For a given material and set of test conditions, fatigue crack propagation behavior can be described by the relationship between cyclic crack-growth rate, da/dN and the fluctuation of stress intensity factor, △K. Such test data are usually displayed in a log-log plot. At intermediate values of △K, fatigue crack-growth data fall along a straight line such that a power-law equation may be used as a curve-fit to the data. Various numerical techniques are applied in order to (1) derive the crack-growth rate and (2) determine the parameters for the power-law equation.

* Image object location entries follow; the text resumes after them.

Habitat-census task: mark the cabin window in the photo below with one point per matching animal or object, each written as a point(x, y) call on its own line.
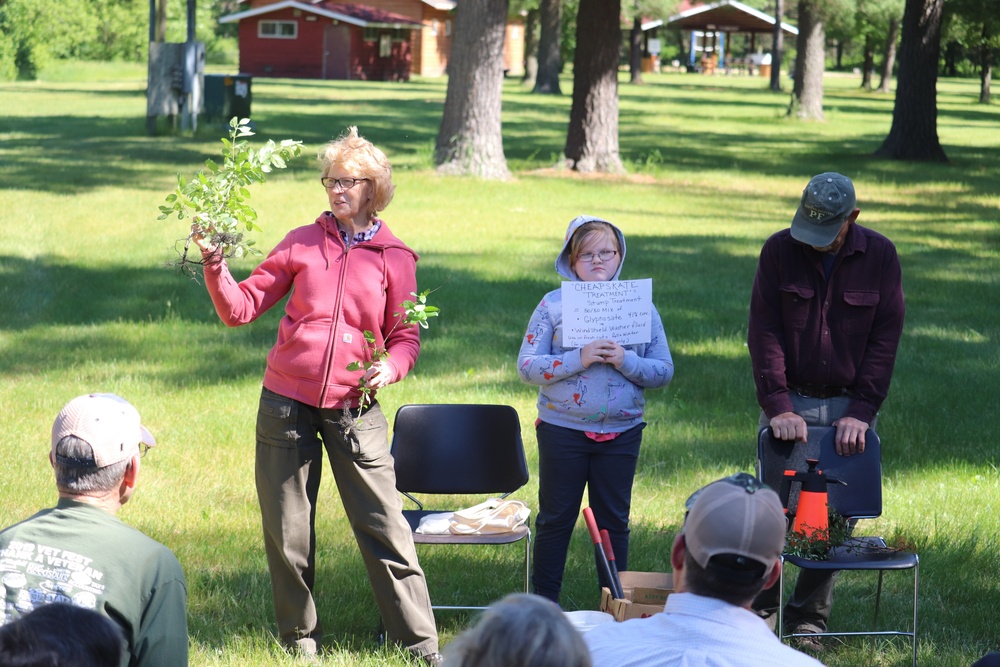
point(278, 29)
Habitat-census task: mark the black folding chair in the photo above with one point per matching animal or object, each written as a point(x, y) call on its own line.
point(860, 498)
point(460, 449)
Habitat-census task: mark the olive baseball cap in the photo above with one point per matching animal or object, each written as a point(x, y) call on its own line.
point(107, 422)
point(826, 202)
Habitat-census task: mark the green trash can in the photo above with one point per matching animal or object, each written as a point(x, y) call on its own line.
point(227, 95)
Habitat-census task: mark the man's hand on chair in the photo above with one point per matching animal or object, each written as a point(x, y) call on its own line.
point(850, 435)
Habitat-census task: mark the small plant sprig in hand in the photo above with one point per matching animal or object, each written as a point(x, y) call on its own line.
point(415, 313)
point(216, 200)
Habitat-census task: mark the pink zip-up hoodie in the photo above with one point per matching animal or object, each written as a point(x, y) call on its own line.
point(336, 294)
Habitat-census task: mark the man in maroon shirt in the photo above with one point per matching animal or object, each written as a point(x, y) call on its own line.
point(826, 315)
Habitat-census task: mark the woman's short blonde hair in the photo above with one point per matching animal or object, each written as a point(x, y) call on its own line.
point(362, 159)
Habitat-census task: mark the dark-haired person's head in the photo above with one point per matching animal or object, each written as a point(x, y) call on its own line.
point(60, 635)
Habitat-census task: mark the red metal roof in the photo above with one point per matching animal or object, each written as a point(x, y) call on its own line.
point(726, 16)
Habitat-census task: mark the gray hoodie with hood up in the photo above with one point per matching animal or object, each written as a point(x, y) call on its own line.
point(602, 398)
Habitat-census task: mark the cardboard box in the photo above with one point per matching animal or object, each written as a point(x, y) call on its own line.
point(645, 595)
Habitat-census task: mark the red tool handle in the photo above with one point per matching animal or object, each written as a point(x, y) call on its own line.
point(603, 568)
point(609, 551)
point(595, 534)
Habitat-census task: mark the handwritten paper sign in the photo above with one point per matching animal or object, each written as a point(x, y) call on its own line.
point(619, 310)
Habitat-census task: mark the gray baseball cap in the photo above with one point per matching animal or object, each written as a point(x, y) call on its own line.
point(731, 517)
point(826, 202)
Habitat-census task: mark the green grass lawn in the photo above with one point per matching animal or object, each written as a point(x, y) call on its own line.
point(714, 167)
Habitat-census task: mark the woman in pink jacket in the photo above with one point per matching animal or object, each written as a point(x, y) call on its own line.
point(347, 273)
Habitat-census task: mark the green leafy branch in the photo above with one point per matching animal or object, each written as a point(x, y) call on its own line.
point(215, 200)
point(415, 313)
point(816, 544)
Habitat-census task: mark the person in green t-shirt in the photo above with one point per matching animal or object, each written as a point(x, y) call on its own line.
point(79, 552)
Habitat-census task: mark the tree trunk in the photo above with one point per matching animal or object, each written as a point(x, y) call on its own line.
point(889, 60)
point(635, 51)
point(985, 65)
point(592, 138)
point(810, 61)
point(913, 135)
point(549, 60)
point(530, 48)
point(778, 45)
point(470, 139)
point(868, 63)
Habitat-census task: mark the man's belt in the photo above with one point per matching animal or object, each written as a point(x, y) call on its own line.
point(818, 390)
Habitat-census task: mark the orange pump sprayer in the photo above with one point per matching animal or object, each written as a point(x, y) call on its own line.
point(812, 517)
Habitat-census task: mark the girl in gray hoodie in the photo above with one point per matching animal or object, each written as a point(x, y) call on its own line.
point(590, 408)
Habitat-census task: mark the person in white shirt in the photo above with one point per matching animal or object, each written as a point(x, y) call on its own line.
point(727, 552)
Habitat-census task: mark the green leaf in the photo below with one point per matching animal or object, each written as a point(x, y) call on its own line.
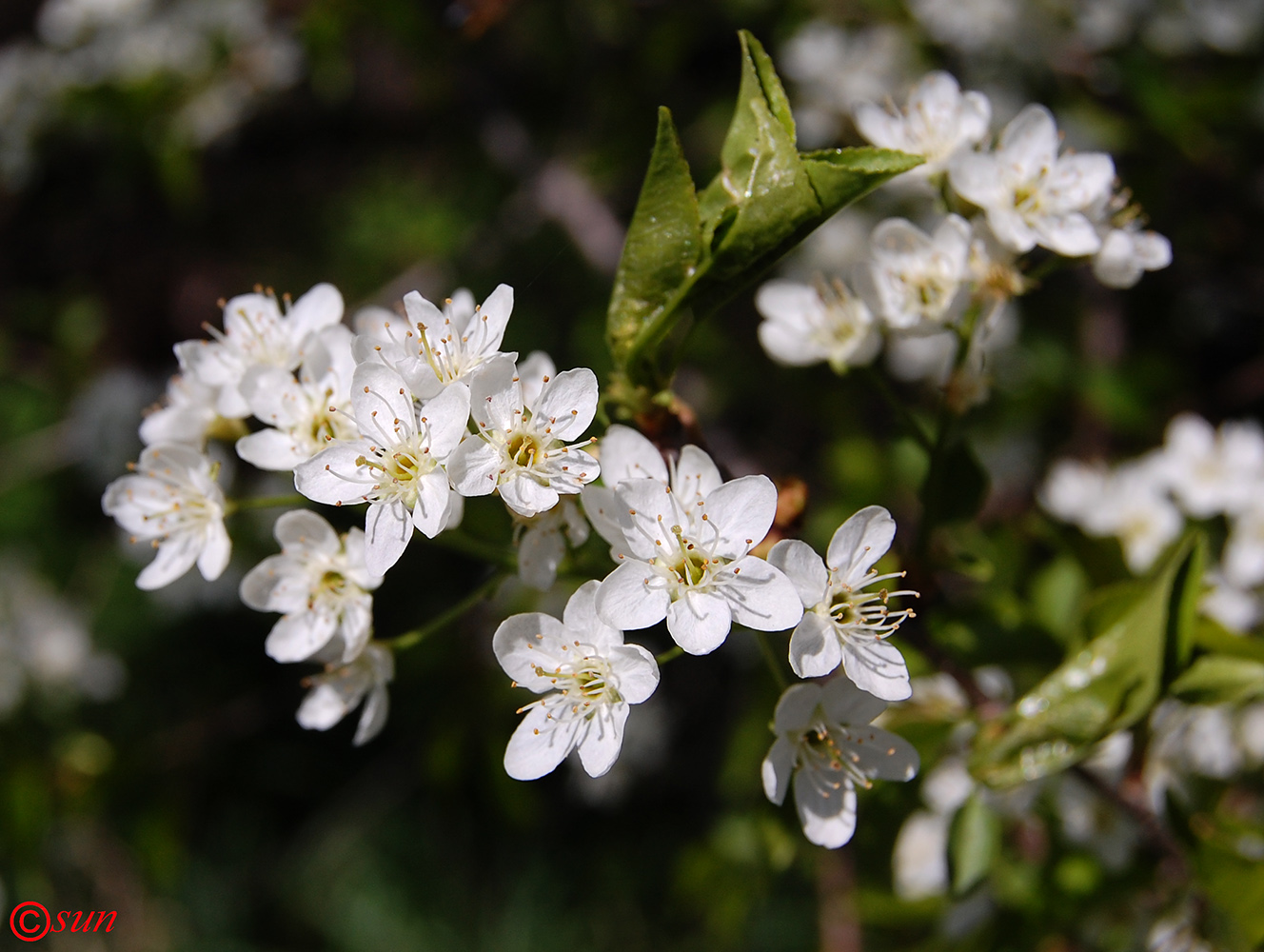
point(688, 253)
point(662, 244)
point(975, 843)
point(1221, 679)
point(1107, 685)
point(843, 176)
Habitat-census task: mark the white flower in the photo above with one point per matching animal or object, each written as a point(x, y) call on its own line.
point(919, 863)
point(805, 324)
point(626, 454)
point(186, 413)
point(172, 501)
point(319, 583)
point(936, 123)
point(521, 450)
point(688, 560)
point(588, 678)
point(1243, 559)
point(434, 347)
point(304, 413)
point(827, 744)
point(842, 623)
point(339, 689)
point(1239, 609)
point(916, 276)
point(257, 334)
point(1032, 195)
point(543, 540)
point(1126, 253)
point(1213, 472)
point(396, 465)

Using data from laboratory tests conducted on rail steels, this paper explores the various numerical methods used to characterize fatigue crack-growth behavior. Tests were conducted using two different fracture-mechanics specimens (a standard compact tension specimen and a non-standard single edge notch specimen). Three different numerical techniques were applied to determine the fatigue crack-growth rate, da/dN from test data measuring crack length, a versus number of fatigue cycles, N: (1) secant method, (2) modified secant method, and (3) incremental polynomial method. Four different least squares regression analyses were then applied to determine the parameters for the power law. Moreover, the outcome of these analyses is to determine the combination of numerical techniques which yields the least amount of error when the crack-growth rate equation is integrated and compared to the original a versus N data. Fatigue life calculations performed by integrating the crack-growth rate equation demonstrate the sensitivity of predicted growth rates to the power-law parameters derived from the different regression analyses.
This paper explores the various numerical methods and techniques employed to analyze fatigue crack growth data using test data on rail steels.